If DeSantis had signed SB 382 into law it would have required all law enforcement agencies across Florida to document micromobility device crashes the same way and record crash date, time and rider’s age or if the rider has a valid Florida learner’s driver license or regular license as well as other information.
The challenge is law enforcement agencies currently don’t report crashes in a uniform way, making it hard to understand the big picture.

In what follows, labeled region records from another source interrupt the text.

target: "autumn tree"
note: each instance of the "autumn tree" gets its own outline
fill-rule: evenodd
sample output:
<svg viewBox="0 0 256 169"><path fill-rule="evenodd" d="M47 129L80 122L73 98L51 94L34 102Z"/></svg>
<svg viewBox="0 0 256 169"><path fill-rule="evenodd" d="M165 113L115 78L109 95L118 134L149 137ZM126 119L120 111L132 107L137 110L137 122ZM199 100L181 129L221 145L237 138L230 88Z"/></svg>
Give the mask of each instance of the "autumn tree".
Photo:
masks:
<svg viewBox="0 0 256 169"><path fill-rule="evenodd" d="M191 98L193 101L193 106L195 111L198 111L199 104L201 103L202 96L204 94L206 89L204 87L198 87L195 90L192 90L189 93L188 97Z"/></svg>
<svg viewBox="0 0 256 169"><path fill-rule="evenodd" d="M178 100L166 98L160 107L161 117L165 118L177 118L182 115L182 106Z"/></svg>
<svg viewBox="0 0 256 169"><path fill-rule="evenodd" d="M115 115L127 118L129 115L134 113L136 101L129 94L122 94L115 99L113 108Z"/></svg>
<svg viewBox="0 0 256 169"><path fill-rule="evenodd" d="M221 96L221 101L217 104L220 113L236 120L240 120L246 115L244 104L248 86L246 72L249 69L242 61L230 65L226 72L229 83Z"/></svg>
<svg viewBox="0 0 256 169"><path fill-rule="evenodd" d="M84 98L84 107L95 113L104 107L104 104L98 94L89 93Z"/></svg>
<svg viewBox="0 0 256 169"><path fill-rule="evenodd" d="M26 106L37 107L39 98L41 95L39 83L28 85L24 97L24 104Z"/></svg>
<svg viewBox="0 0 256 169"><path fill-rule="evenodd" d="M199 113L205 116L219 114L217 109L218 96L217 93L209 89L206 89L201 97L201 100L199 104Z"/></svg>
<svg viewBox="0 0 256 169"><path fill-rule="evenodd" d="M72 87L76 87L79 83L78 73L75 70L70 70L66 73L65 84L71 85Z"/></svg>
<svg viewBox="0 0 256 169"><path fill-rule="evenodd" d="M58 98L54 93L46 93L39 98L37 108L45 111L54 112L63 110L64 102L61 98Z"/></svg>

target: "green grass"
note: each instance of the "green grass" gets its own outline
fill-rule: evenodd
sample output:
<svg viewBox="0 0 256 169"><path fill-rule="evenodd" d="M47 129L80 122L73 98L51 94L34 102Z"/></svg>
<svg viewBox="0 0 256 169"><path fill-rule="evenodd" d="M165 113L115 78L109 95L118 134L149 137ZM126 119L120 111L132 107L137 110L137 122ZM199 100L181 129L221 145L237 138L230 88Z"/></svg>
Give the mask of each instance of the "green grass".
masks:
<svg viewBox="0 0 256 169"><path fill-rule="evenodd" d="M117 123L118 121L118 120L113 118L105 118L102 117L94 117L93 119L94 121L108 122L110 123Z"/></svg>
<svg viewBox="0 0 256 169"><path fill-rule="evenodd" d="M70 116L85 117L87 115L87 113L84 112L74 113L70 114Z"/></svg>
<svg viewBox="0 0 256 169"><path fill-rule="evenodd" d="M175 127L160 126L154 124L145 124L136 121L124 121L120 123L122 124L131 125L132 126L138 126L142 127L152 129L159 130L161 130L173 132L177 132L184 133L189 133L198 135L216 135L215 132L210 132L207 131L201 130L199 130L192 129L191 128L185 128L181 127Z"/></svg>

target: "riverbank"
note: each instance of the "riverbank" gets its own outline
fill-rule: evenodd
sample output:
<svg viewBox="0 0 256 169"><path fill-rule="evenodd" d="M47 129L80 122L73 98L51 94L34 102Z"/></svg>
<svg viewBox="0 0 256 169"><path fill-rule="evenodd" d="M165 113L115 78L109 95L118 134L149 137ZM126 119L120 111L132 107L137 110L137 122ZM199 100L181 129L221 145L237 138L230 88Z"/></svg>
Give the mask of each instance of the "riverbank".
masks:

Another provision in the bill would have allowed police to write $30 nonmoving traffic violations if an e-bike goes faster than 10 mph within 50 feet of pedestrians.
“I understand law enforcement has a job,” DeSantis said. “Do we really want to have policing of e-bikes? Are you going 10 miles or eight miles? I think it was a little bit of overreach.”
The bill would also have created a statewide task force to propose recommendations by Oct. 1 how to regulate “micromobility devices” like e-scooters and e-bikes.
Vanos acknowledged the bill wasn’t “perfect” but said it was “moving us in the right direction.”
She testified in Tallahassee during the Legislative Session to urge lawmakers to give schools representation on the task force.
Both Vanos and Orange County Commissioner Kelly Martinez Semrad, who represents Winter Park, said improving safety also means addressing bigger infrastructure challenges in communities.
“Devices that can reach higher sustained speeds are increasingly being operated in mixed-use environments—roads, sidewalks, and multi-use trails—without consistent rules, training requirements, or clear expectations for right-of-way behavior,” Martinez Semrad wrote on social media Thursday. “The result is a preventable risk environment: faster vehicles, denser shared spaces, and no modernized regulatory framework to govern how they interact.”